# Cholesky decomposition

# Correlation

### Billy Fung / 2016-11-21

## Linear Algebra and probability distributions

Well those were two things I definitely thought that I wouldn’t be needing again after graduating university. Turns out I was very wrong, and I wish I paid more attention learning probability, and applying linear algebra. In my experience so far, the intuition that you can gain from studying probability and linear algebra is actually quite useful in the field of anything numerical. If you ever need to look at a large data sample, and figure out if variables are correlated, or how to best classify the information, you will most likely run into some form of probability and linear algebra.

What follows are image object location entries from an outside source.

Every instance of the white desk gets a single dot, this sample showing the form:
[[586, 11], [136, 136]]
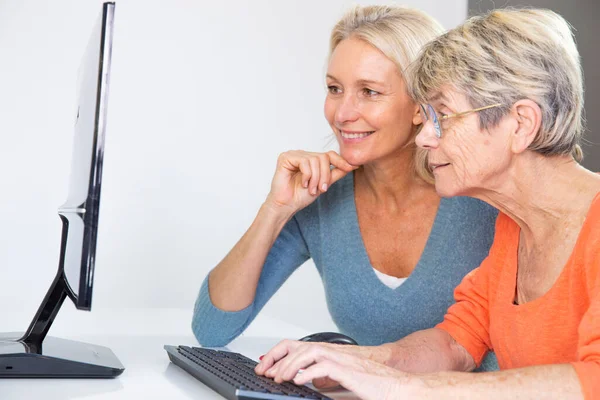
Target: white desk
[[137, 337]]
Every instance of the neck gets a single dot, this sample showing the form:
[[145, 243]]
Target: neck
[[390, 181], [543, 195]]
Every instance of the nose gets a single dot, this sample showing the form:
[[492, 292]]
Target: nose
[[427, 139], [347, 110]]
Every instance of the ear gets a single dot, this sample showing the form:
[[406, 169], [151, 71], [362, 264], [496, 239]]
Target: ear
[[417, 117], [528, 118]]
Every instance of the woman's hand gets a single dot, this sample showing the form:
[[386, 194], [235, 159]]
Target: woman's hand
[[329, 363], [301, 176]]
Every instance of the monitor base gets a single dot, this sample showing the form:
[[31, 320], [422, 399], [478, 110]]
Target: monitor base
[[55, 358]]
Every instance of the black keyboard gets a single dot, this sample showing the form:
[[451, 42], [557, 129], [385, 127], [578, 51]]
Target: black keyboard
[[232, 375]]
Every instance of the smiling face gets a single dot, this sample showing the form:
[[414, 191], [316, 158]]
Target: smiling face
[[367, 104], [466, 160]]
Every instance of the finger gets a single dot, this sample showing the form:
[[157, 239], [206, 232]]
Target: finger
[[313, 185], [306, 171], [337, 174], [325, 172], [304, 356], [338, 161], [275, 354], [327, 369], [325, 383]]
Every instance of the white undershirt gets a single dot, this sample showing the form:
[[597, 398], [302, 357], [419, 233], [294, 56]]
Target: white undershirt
[[390, 281]]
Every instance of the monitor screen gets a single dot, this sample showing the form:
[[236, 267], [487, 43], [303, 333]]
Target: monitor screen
[[79, 214]]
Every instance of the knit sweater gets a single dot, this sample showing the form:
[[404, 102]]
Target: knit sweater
[[360, 304]]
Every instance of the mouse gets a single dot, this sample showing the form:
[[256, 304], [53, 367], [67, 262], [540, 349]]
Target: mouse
[[329, 337]]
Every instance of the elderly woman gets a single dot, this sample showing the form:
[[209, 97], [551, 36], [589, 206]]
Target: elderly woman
[[502, 107], [389, 251]]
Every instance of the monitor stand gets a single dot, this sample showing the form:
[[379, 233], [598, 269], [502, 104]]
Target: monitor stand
[[33, 355]]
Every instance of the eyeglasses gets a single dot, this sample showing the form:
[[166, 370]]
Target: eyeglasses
[[429, 114]]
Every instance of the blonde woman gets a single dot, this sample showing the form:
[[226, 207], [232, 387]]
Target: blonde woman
[[388, 249], [502, 101]]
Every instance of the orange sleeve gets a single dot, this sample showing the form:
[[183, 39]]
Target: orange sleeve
[[587, 365], [467, 321]]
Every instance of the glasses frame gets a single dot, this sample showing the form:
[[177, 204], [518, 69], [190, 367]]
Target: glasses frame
[[436, 121]]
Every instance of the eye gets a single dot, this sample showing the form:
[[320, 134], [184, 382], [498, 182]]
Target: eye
[[333, 89]]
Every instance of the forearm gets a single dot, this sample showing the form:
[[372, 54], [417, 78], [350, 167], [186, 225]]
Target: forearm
[[240, 270], [429, 350], [557, 381]]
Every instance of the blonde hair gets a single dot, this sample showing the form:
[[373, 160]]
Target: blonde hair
[[505, 56], [398, 32]]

Given information in a dataset, for example the `mtcars`

dataset within R. We
can analyze the correlation coefficients of each variable by using the handy
`cor`

function within R. `df = mtcars hist(df$hp) cor_df = cor(df)`

The correlation matrix that is returned displays a matrix where each variable is given a correlation coefficient that displays the dependence of each variable pair permutation. The default method is using Pearson correlation coefficients, which is a procedure which comes with it’s set of assumptions. Using the Pearson method comes from the assumption that the data you are looking at is somewhat a normally distributed dataset and linearlly dependent. This means that each variable in the dataset follows a normal distribution roughly, and we can assume that each variable is linear in relation to the other variables.

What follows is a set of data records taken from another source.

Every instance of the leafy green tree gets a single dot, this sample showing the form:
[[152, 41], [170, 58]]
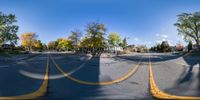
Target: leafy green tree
[[95, 34], [75, 38], [114, 39], [158, 47], [64, 45], [124, 43], [29, 40], [8, 29], [52, 45], [165, 47], [188, 25], [190, 45]]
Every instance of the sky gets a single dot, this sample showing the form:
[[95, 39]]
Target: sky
[[140, 21]]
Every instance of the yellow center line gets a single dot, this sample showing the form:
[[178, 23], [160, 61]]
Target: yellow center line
[[38, 93], [159, 94], [124, 77]]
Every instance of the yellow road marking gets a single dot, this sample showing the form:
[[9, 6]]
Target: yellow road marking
[[124, 77], [40, 92], [159, 94]]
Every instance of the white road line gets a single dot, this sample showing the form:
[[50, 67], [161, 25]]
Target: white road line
[[4, 66]]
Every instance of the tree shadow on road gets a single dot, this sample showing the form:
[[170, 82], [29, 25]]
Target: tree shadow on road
[[65, 88]]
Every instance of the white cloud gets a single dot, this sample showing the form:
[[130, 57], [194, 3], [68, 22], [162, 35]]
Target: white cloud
[[164, 36], [136, 39], [157, 35]]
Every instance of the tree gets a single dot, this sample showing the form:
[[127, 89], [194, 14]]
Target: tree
[[28, 40], [52, 45], [124, 43], [64, 45], [179, 47], [44, 46], [37, 45], [158, 47], [190, 46], [165, 47], [8, 29], [188, 25], [95, 33], [114, 39], [75, 38]]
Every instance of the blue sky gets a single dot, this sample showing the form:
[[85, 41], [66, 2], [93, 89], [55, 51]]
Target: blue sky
[[142, 21]]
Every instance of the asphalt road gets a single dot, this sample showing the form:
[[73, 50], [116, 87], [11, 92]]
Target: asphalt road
[[84, 77]]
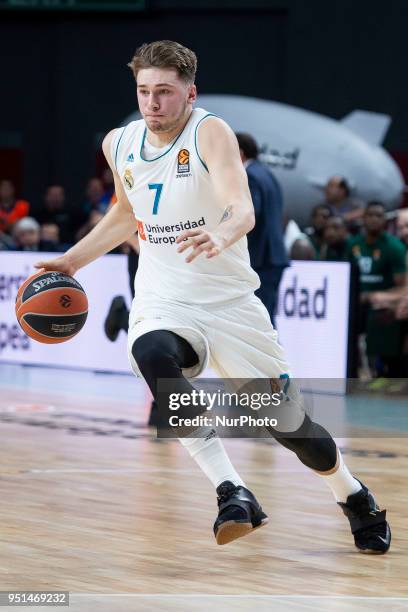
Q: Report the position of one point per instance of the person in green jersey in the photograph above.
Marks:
(381, 261)
(336, 241)
(318, 218)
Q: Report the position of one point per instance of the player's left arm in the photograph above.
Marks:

It’s useful to look at the distributions of your data as part of your exploratory analysis, this way it will give you insight into outliers if they occur in the future. Or if your data starts off looking normal, and over time there is a skewing trend towards another distribution.

## Cholesky decomposition

One of the most important things you learn without knowing (at least I didn’t
know) in your introductary linear algebra class is how to decompose matricies.
LU decomposition is the basic one that everybody learns by hand, because this
method is easy to teach by handle, and easy to compute by hand. Decomposition
solves the equation of: `A = Bx`

Solving for the matrix B will let you solve
for your variable of choice. But LU decomposition isn’t actually the most
efficient, or the fastest if you are able to use a computer. This is where
something called the Cholesky decomposition comes into play. As an example,
using `mtcars`

say we know that some model of cars are correlated with each
other, and we want to find out that correlation. A Honda Civic and a Toyota
Corolla are pretty similar right? For the sake of this example, say we had
more continuous information in the dataset.

```
library(reshape2)
df.wide = dcast(df, cyl+disp+hp ~ rownames(df), value.var = 'mpg')
```

Now the df.wide dataframe will contain the information that shows wide format data of each car model and it’s mpg. Using this information, we can make some sort of statement where we are wondering about what kind of mpg we will get given a car model, a cylinder number, a displacement number, and horsepower.

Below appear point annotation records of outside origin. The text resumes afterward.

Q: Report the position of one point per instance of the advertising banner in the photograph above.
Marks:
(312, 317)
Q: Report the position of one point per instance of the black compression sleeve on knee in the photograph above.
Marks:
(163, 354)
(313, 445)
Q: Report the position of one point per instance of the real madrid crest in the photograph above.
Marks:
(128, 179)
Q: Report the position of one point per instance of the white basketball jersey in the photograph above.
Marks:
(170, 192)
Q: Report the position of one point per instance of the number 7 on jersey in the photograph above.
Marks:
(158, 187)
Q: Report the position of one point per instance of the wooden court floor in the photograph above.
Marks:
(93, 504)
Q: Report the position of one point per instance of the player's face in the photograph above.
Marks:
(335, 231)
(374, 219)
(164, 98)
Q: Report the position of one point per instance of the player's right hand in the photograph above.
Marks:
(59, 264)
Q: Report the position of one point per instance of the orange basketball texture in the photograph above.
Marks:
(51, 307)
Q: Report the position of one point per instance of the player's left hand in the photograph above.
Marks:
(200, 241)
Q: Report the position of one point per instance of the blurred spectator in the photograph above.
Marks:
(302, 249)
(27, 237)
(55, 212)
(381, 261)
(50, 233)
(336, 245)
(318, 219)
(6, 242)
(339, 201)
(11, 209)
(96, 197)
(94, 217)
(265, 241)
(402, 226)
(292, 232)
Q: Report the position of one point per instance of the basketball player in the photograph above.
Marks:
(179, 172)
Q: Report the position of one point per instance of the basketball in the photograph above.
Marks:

## Predicting mpg based on car model features

Given the wide format information, we can use that to create our correlaton matrix. The correlation matrix is used in the Cholesky decomposition process, to transform a matrix describing correlation coefficients into a lower triangle matrix that is then used to project the correlation onto another variable.

These variables in our case are going to be error distributions. This way, we can make predictions on the mpg a car will get, look at the error distribution of the car, and be able to create a joint distribution that contains the correlations of the mpg error of each car model. While writing this I understand that this probably sounds very confusing, it’s because I’m not too clear about it myself, and I haven’t picked the best example to work with.

Where Cholesky decomposition is used widely is in the financial sector, where they take correlation of products, and then use Cholesky decomposition in order to form a joint distribution that gives correlation of errors, then apply this joint distribution in simulating prices over a time frame. This will allow for simulation to see how prices move, with correlation of products built in.